Texas Wesleyan University, Fort Worth, Texas, USA.
J Relig Health. 2024 Dec;63(6):4672-4682. doi: 10.1007/s10943-024-02117-1. Epub 2024 Sep 5.
The purpose of this project was to implement intentional spiritual care in a community population with chronic illness in the United States to reduce risk of depression. A convenience sample (n = 10) of members of a congregation participated in scheduled spiritual care for 12 weeks. The PHQ-9 depression screening tool was given pre and postimplementation to evaluate efficacy of the spiritual care sessions on risk of depression. Quantitative and qualitative data was collected. All participants identified as having at least one chronic illness and considered themselves to be spiritual. Initial PHQ-9 scores indicated all participants had mild to moderately severe risk of depression. Postimplementation PHQ-9 scores indicated a decrease in score ranging from no risk to moderate risk of depression. Postimplementation PHQ-9 scores indicated a decrease in depression score of 2.8 points on average. The paired samples t-test result for the before versus after PHQ-9 were statistically significant with p < .01 and t(9) = 4.882. During this project, no participant experienced an increase or worsening of their illness. These results showed that identifying individual spiritual needs and incorporating intentional spiritual care can reduce the risk of depression and decrease exacerbation episodes in chronically ill patients.

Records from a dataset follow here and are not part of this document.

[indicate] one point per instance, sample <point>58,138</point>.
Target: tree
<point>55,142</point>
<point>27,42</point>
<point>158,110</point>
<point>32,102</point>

本项目旨在为美国的慢性病社区人群实施有意的精神关怀,以降低抑郁风险。一个方便的样本(n=10)的会众成员参加了为期 12 周的定期精神关怀。在实施前后使用 PHQ-9 抑郁筛查工具评估精神关怀对抑郁风险的效果。收集了定量和定性数据。所有参与者都被认为患有至少一种慢性病,并认为自己有精神信仰。最初的 PHQ-9 评分表明所有参与者都有轻度至中度严重的抑郁风险。实施后的 PHQ-9 评分表明,得分从无风险到中度风险的抑郁风险有所下降。实施后的 PHQ-9 评分平均下降了 2.8 分。PHQ-9 前后的配对样本 t 检验结果具有统计学意义(p<0.01,t(9)=4.882)。在这个项目中,没有参与者的病情出现恶化或加重。这些结果表明,确定个人的精神需求并实施有意的精神关怀可以降低慢性疾病患者的抑郁风险,并减少恶化发作。